PENGEMBANGAN PANGAN DOMPU
GUNA MENJADI PRODUK PANGAN LOKAL
BERDAYA SAING NASIONAL
Pangan lokal merupakan pangan yang diproduksi dan dikembangkan sesuai dengan potensi dan sumber daya wilayah dan budaya setempat. Baik itu berasal dari sumber daya hayati produk pertanian, perkebunan, kehutanan, perikanan, peternakan, perairan. Baik yang diolah maupun tidak diolah yang diperuntukkan sebagai makanan dan minuman untuk konsumsi manusia. Pangan bukan hanya sebagai sumber karbohidrat, tapi segala sesuatu yang dapat dikomsumsi oleh masyarakat setempat sesuai dengan potensi dan kearifan lokal.
Dompu adalah sebuah kabupaten di Nusa Tenggara
Barat dengan wilayah yang cukup luas dan terletak di
Pulau Sumbawa. Iklim di Kabupaten Dompu termasuk
daerah yang beriklim tropis dengan musim hujan rata-rata
bulan Oktober sampai April setiap tahun. Persediaan
air nya pun cukup untuk kebutuhan hidup sehari-hari dan kebutuhan pengairan bagi daerah pertanian. Pangan yang dimiliki di Kabupaten Dompu juga bermacam-macam dan memiliki kekhasan antar wilayah. Potensi pangan tersebut merupakan aset daerah yang mutlak bisa dimanfaatkan dan dikembangkan untuk kemakmuran rakyatnya.
Lantas bagaimana memanfaatkan aset pangan tersebut guna menjadi produk pangan lokal yang berdaya saing nasional, untuk kemakmuran masyarakat ? Jawabannya tidak lain adalah dengan mengoptimalkan dan mengembangkan sumber daya alam dan pangan yang ada di Kabupaten Dompu. Baik yang ada di perairan maupun daratan untuk dijadikan sumber penghasil produk dan pangan, baik itu hewani maupun nabati. Melalui perkebunan, pertanian, peternakan, maupun perikanan. Potensi sumber daya alam tersebut merupakan peluang yang dimiliki Kabupaten Dompu untuk memperkokoh roda perekonomian. Dengan kokohnya suatu daerah di bidang perekonomian,tentu akan berdampak positif bagi bidang-bidang lainnya, seperti politik, sosial budaya, kesehatan, dan pendidikan.

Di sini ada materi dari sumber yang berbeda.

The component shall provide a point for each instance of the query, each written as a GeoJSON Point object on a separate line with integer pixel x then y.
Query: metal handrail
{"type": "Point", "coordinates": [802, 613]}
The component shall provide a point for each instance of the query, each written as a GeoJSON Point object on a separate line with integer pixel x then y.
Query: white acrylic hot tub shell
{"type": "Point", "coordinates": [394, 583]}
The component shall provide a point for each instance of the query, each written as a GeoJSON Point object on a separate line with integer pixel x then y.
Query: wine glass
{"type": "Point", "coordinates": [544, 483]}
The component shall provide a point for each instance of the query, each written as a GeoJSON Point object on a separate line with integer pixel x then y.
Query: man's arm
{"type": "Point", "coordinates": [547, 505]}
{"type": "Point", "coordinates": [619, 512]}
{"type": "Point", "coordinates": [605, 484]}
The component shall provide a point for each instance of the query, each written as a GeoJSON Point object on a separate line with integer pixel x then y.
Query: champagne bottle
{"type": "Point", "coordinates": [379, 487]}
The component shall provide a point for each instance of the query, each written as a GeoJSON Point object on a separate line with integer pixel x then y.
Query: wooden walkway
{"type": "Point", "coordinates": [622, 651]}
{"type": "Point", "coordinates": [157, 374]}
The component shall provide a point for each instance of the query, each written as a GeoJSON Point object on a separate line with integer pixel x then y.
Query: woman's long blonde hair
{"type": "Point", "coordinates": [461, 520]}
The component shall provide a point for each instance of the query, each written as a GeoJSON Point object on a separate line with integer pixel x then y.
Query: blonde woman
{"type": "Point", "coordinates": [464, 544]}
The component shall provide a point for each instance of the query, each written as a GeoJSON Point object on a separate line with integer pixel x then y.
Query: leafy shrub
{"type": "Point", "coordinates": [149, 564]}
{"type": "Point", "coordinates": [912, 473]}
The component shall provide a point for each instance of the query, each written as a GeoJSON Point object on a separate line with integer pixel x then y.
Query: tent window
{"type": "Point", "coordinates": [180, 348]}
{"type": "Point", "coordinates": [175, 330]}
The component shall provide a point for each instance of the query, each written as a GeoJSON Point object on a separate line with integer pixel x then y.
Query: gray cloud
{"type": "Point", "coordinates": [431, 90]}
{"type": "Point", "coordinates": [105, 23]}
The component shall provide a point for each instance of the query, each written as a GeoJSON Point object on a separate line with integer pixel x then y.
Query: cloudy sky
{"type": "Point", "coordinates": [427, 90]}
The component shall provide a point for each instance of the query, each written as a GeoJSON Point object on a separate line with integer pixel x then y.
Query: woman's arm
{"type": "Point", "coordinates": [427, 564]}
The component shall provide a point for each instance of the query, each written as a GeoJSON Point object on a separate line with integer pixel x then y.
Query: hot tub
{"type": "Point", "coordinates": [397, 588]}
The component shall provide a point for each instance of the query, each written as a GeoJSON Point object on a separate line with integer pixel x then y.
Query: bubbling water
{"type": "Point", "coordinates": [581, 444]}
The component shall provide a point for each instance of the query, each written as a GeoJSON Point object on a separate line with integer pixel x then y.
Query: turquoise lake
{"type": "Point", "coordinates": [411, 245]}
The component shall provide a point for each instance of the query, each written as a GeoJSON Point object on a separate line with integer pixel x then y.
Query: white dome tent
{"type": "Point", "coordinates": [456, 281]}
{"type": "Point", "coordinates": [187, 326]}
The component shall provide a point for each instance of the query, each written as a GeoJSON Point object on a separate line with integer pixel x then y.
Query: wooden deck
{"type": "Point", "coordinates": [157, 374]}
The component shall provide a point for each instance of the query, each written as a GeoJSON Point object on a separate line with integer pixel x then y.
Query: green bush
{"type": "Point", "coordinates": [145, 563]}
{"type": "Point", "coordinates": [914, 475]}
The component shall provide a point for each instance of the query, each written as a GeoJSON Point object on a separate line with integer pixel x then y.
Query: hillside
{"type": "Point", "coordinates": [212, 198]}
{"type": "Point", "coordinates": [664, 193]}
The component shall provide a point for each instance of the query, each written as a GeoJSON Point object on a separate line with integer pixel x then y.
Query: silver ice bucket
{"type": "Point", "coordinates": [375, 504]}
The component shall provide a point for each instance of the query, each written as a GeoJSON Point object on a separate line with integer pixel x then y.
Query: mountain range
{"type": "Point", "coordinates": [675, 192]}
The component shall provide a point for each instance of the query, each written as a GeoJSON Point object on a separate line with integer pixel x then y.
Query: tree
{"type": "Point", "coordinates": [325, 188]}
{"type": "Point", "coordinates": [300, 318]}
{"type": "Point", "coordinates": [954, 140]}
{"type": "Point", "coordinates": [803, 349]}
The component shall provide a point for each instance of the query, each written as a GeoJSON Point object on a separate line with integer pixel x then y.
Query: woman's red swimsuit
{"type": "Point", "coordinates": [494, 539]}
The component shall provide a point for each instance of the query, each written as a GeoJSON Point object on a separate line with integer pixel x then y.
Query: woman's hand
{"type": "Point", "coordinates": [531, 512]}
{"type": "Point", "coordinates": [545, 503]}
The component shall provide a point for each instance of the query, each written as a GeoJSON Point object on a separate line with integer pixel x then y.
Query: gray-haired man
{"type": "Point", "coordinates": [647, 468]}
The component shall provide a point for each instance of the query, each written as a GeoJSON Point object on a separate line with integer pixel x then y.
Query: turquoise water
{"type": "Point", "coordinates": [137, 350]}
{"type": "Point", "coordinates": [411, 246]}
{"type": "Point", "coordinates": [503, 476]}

Dengan demikian daerah tersebut akan menjadi suatu daerah yang mewujudkan kesejahteraan sosial bagi seluruh rakyatnya. Dari potensi yang dimiliki, salah satu program dan kebijakan untuk menyejahterakan rakyatnya yaitu 4P (Pertanian, Perkebunan, Peternakan, dan Perikanan). 4P yakni program yang bergerak di bidang ekonomi dengan memanfaatkan dan mengoptimalkan sumber daya pangan yang dimiliki oleh daerah tersebut. Pengembangan dan Pengoptimalisasian sumber daya haruslah diiringi langkah dan perhatian pemerintah mengambil kebijakan 4P, beberapa manfaat pun akan datang. Di antaranya yakni membuka lapangan pekerjaan yang lebih luas. Menciptakan lapangan pekerjaan bagi masyarakat, khususnya yang ada di sekitar wilayah Dompu dan merupakan kebijakan pemimpin yang mampu meningkatkan kesejahteraan karena mampu menyerap banyak tenaga kerja.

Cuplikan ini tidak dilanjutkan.